Nos pasamos la vida -a veces toda ella- buscando una puerta que nos conduzca a la felicidad. Hay quienes encuentran esa puerta tras mucho buscarla, o incluso sin buscarla demasiado. ¿Ha llegado para ellos el instante de la dicha? No, todavía no, puesto que lo más habitual es que esa puerta se encuentre cerrada cuando se llega a ella. Al principio llamamos con los nudillos, con suavidad y educación. Más tarde la golpeamos con fuerza, al comprobar una y otra vez que somos ignorados. Nuestro descorazonamiento llega a tal punto que hasta nos planteamos echar la puerta abajo, desvencijar la cerradura… porque no parece que haya forma humana de que se abra. No la hay. Y nos desesperamos. Finalmente, rendidos a la evidencia, nos sentamos frente a esa puerta y empezamos a mirarla, aunque por sí misma no tenga el menor interés. Registramos entonces en nuestro corazón los sentimientos más variados: rabia, aburrimiento, esperanza, resignación…

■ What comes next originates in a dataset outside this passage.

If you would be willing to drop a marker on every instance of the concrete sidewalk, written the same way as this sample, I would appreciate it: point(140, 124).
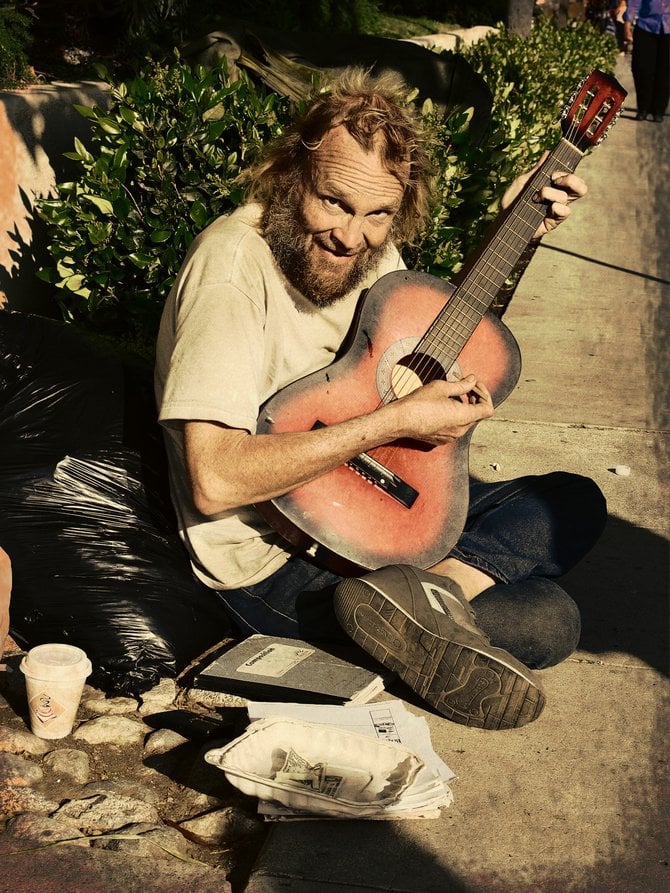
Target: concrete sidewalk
point(576, 802)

Sólo hay una forma para que esa puerta se abra (o al menos así fue como se abrió para mí): sentarse frente a ella y decidir que no te moverás de ahí el resto de tus días, pase lo que pase. La puerta se abre cuando aceptas estar ante ella, aunque no se abra.
Cuando traspasas el umbral (el umbral de la contemplación), descubres algo sorprendente: lo que hay al otro lado… ¡es lo mismo que hay en este! No ha cambiado nada, eres tú quien ha cambiado. Has pasado del pensar al percibir, del hacer al ser. Haces cosas, pero podrías no hacerlas y sería lo mismo. Eso, sin embargo, hace que todo sea muy diferente.